Some firms use a defined contribution approach to contribute toward the cost of health insurance. A defined contribution is a set dollar amount offered to the worker by the employer. Workers may then select one of several plans, paying the difference between the defined contribution and the cost of their chosen health insurance plan. This allows a firm to offer a larger variety of health plans to workers and to structure contributions or other rules to encourage workers to choose more efficient plans. Some private exchanges encourage employers to use a defined contribution approach to encourage competition among the participating insurers.

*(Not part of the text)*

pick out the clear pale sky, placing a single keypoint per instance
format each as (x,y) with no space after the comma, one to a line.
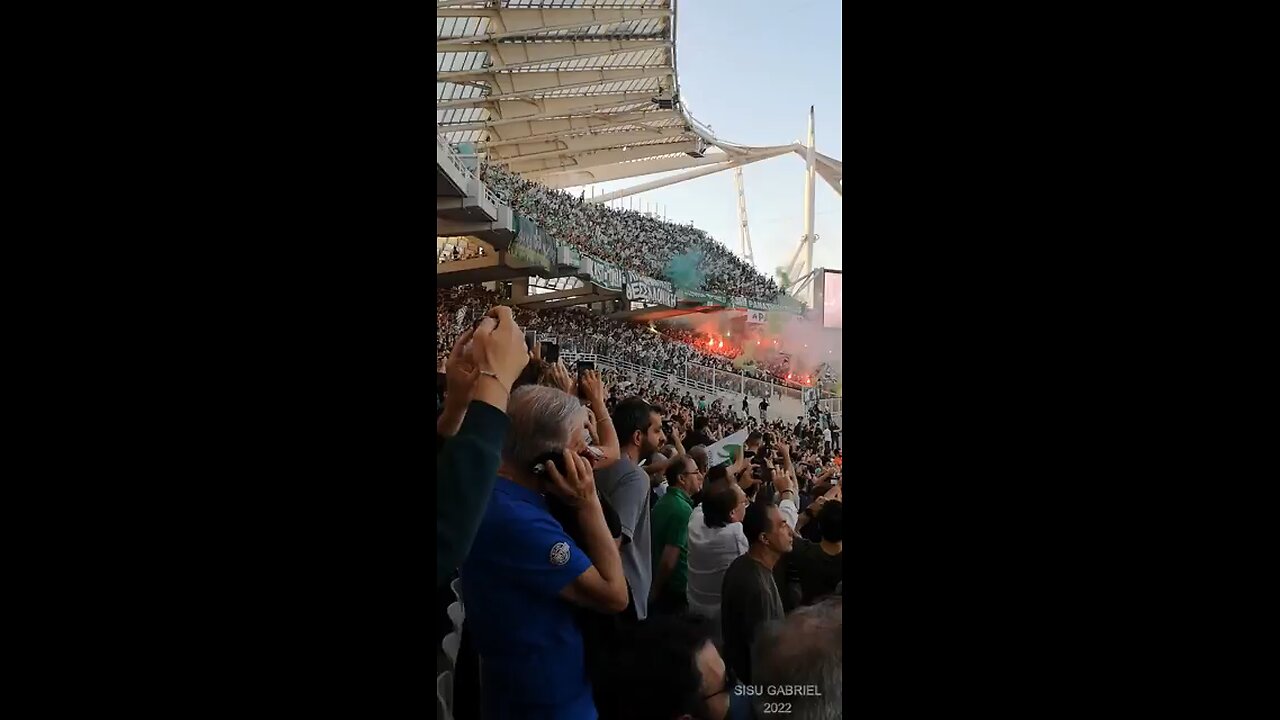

- Firms offering health benefits with 50 or more workers and that do not already offer benefits through a private exchange were asked whether they had considered using a defined contribution approach. Nineteen percent of these firms were considering such an approach [Figure 14.15].
ASSOCIATION HEALTH PLANS AND MEDICAID
- An association health plan is an organization of employers that coordinates coverage in order to reduce costs or improve benefits. Six percent of offering firms with fewer than 250 workers offer health benefits through a trade or professional association health plan [Figure 14.17].
- A substantial share of firms that offer health benefits report having workers who receive coverage from Medicaid. Medicaid is a federally and state-funded program that provides health coverage for people who are poor, aged or disabled. Twenty percent of small firms and 48% of large firms report that they have workers covered by Medicaid. We note that, as expected, there is a significant share of firms, particularly larger firms, that do not know the answer to this question [Figure 14.18].